An R Introduction to Statistics

Population Mean Between Two Matched Samples

Two data samples are matched if they come from repeated observations of the same subject. Here, we assume that the data populations follow the normal distribution. Using the paired t-test, we can obtain an interval estimate of the difference of the population means.

Example

In the built-in data set named immer, the barley yield in years 1931 and 1932 of the same field are recorded. The yield data are presented in the data frame columns Y1 and Y2.

> library(MASS)         # load the MASS package 
> head(immer) 
  Loc Var    Y1    Y2 
1  UF   M  81.0  80.7 
2  UF   S 105.4  82.3 
    .....

Problem

Assuming that the data in immer follows the normal distribution, find the 95% confidence interval estimate of the difference between the mean barley yields between years 1931 and 1932.

Solution

We apply the t.test function to compute the difference in means of the matched samples. As it is a paired test, we set the "paired" argument as TRUE.

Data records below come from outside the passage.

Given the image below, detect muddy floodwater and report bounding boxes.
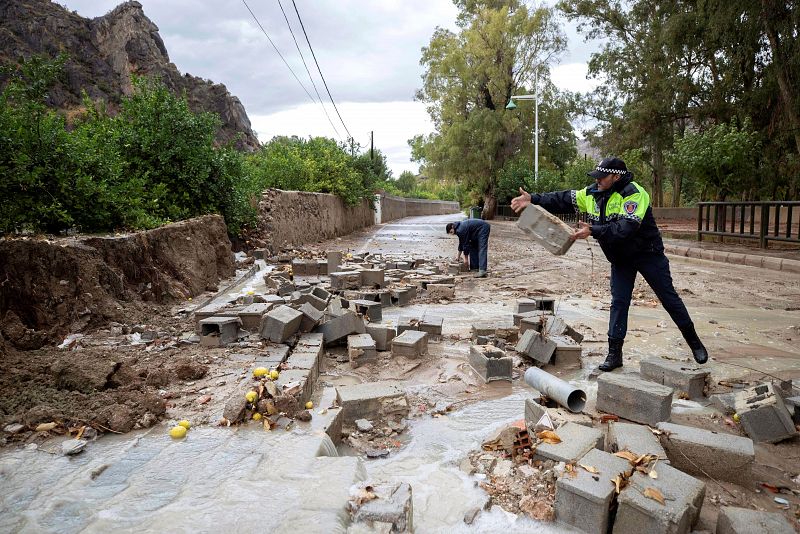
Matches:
[0,215,800,534]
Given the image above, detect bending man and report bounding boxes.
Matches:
[511,158,708,371]
[446,219,492,278]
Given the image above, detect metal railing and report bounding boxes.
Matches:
[697,201,800,248]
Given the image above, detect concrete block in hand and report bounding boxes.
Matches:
[469,345,514,382]
[597,373,672,426]
[261,305,303,343]
[639,358,709,399]
[717,506,796,534]
[555,449,631,534]
[392,330,428,358]
[613,463,706,534]
[658,423,755,486]
[734,383,797,443]
[347,334,378,368]
[516,330,556,363]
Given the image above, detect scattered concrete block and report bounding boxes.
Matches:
[419,315,444,338]
[366,324,397,350]
[613,465,706,534]
[534,422,603,462]
[658,423,755,486]
[316,311,367,344]
[261,305,303,343]
[597,373,672,425]
[397,315,422,335]
[239,302,272,332]
[392,330,428,358]
[298,302,325,332]
[469,345,514,382]
[426,284,456,300]
[336,380,408,425]
[717,506,796,534]
[517,204,574,256]
[516,330,556,363]
[639,358,709,399]
[361,269,386,289]
[734,384,797,443]
[514,299,539,314]
[606,421,670,463]
[350,300,383,323]
[328,271,361,290]
[548,335,582,369]
[555,449,631,534]
[353,482,414,532]
[200,317,240,347]
[327,251,342,275]
[347,334,378,368]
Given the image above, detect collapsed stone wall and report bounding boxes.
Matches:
[0,215,235,349]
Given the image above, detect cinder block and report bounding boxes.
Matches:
[419,315,444,337]
[734,383,797,443]
[517,204,574,256]
[239,302,272,332]
[658,423,755,486]
[534,422,603,462]
[347,334,378,368]
[392,330,428,358]
[555,449,631,534]
[361,269,386,289]
[328,271,361,290]
[639,358,709,399]
[200,317,240,347]
[469,345,514,382]
[315,311,367,344]
[350,300,383,323]
[613,464,706,534]
[606,421,669,463]
[366,324,397,350]
[336,381,408,425]
[261,305,303,343]
[516,330,556,363]
[353,482,414,532]
[717,506,796,534]
[298,302,325,332]
[597,373,672,425]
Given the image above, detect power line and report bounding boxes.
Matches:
[242,0,316,104]
[278,0,342,138]
[288,0,353,139]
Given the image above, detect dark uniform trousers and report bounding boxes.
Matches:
[608,251,692,339]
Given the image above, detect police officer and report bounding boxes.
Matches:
[511,158,708,371]
[445,219,492,278]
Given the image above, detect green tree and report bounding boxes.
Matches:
[410,0,568,218]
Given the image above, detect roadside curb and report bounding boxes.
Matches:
[664,244,800,273]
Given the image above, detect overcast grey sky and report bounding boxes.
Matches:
[59,0,596,176]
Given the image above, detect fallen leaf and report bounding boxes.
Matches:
[614,451,636,464]
[644,488,666,504]
[536,430,561,445]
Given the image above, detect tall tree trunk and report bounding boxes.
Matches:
[761,0,800,158]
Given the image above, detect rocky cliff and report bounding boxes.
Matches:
[0,0,258,149]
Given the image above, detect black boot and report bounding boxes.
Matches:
[680,323,708,363]
[598,338,625,371]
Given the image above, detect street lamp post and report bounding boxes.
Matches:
[506,75,539,182]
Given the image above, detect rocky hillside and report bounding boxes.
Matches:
[0,0,258,148]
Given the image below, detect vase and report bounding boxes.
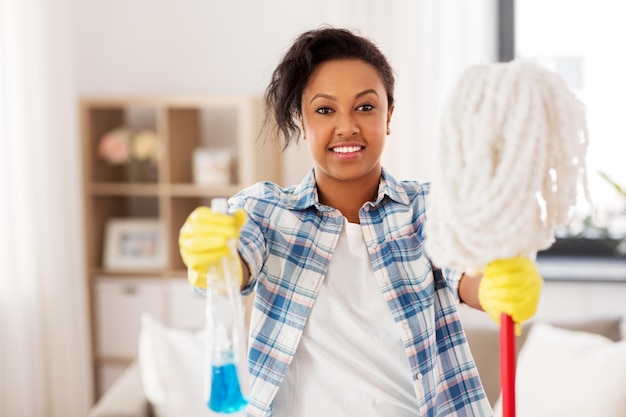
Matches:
[126,159,157,182]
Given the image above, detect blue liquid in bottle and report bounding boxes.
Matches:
[209,363,248,413]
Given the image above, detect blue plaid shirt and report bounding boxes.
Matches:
[230,169,492,417]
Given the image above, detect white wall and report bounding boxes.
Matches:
[72,0,495,183]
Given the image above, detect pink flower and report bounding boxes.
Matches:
[98,127,131,165]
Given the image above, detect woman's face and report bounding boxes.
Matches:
[302,59,393,184]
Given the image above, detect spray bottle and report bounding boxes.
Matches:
[201,198,248,414]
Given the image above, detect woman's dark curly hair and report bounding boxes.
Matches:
[265,27,395,149]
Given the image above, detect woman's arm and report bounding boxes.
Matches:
[459,274,483,310]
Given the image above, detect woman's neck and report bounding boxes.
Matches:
[317,168,380,223]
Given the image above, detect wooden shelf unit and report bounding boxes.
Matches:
[80,96,282,398]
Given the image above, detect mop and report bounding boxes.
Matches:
[425,61,590,417]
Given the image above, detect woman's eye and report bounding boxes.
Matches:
[316,107,333,114]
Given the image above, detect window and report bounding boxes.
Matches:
[512,0,626,239]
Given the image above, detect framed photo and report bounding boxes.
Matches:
[103,218,165,271]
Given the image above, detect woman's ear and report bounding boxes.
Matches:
[387,106,394,135]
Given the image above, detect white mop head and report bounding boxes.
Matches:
[425,61,589,271]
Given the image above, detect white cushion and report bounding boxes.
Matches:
[495,322,626,417]
[138,315,246,417]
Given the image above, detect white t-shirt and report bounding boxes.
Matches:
[273,221,419,417]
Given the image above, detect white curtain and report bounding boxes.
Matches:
[0,0,93,417]
[383,0,497,181]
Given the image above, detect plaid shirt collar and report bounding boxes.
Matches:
[286,168,410,211]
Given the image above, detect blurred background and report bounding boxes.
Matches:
[0,0,626,417]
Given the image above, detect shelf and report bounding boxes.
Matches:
[80,95,282,400]
[163,184,243,198]
[87,182,159,197]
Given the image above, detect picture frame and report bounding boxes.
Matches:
[103,217,165,271]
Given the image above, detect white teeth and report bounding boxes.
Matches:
[333,146,362,153]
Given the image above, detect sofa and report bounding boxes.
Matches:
[88,317,626,417]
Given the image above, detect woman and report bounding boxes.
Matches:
[180,28,541,417]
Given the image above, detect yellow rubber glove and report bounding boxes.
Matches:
[178,206,246,288]
[478,256,543,336]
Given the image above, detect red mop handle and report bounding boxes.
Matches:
[500,313,515,417]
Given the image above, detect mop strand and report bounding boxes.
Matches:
[425,61,590,272]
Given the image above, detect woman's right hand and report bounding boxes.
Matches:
[178,206,246,288]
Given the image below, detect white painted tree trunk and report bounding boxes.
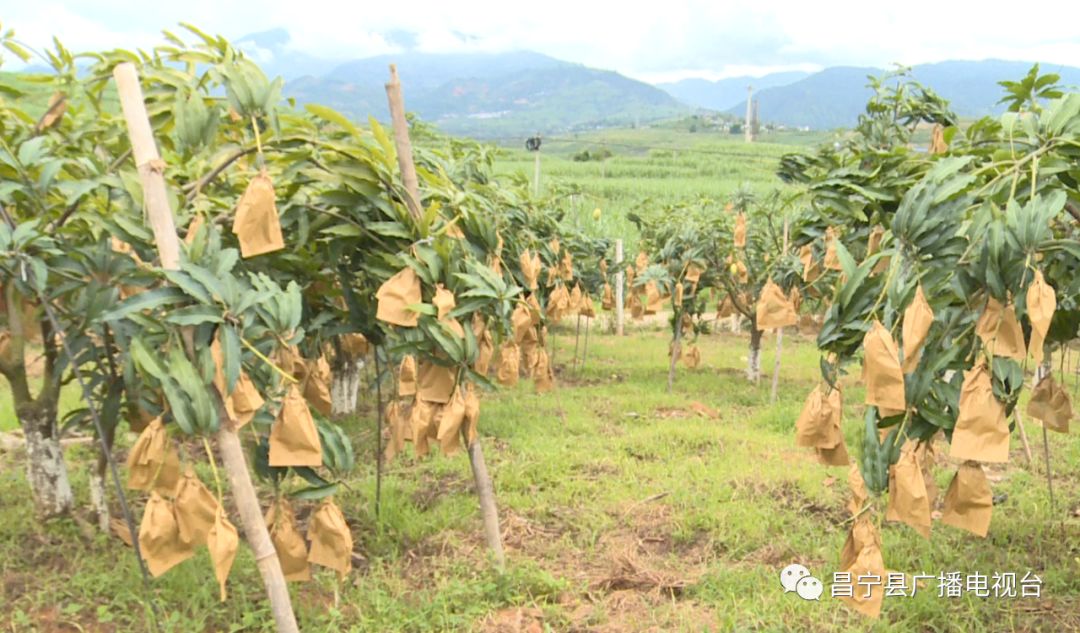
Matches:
[90,468,109,534]
[330,361,364,416]
[22,413,75,518]
[746,328,761,382]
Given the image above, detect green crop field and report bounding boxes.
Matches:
[496,125,831,248]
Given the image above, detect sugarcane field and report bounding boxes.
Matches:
[0,0,1080,633]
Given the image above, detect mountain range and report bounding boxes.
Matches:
[39,29,1080,139]
[718,59,1080,130]
[237,29,693,137]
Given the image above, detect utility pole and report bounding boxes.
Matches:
[750,99,761,140]
[743,85,754,143]
[525,134,540,198]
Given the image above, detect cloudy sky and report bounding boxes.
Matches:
[6,0,1080,81]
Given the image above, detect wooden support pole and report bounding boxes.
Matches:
[769,217,788,404]
[615,240,626,336]
[112,62,299,633]
[387,64,421,219]
[387,64,503,571]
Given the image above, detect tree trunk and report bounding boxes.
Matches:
[90,427,117,533]
[18,409,75,518]
[330,361,364,416]
[746,320,761,382]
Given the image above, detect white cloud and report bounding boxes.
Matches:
[4,0,1080,79]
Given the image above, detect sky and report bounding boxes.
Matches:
[6,0,1080,82]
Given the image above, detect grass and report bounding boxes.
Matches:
[0,323,1080,632]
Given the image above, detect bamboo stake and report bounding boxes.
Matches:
[1035,354,1055,512]
[615,240,626,336]
[769,218,788,404]
[581,317,593,372]
[667,310,683,393]
[572,314,581,375]
[387,64,422,219]
[112,62,299,633]
[1013,406,1035,468]
[387,64,505,571]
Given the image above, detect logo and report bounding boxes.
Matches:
[780,563,825,601]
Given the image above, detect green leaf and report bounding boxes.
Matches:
[102,288,188,321]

> t.test(immer$Y1, immer$Y2, paired=TRUE) 
 
           Paired t-test 
 
data:  immer$Y1 and immer$Y2 
t = 3.324, df = 29, p-value = 0.002413 
alternative hypothesis: true difference in means is not equal to 0 
95 percent confidence interval: 
  6.122 25.705 
sample estimates: 
mean of the differences 
                 15.913

Answer

Between years 1931 and 1932 in the data set immer, the 95% confidence interval of the difference in means of the barley yields is the interval between 6.122 and 25.705.

Exercise

Estimate the difference between the means of matched samples using your textbook formula.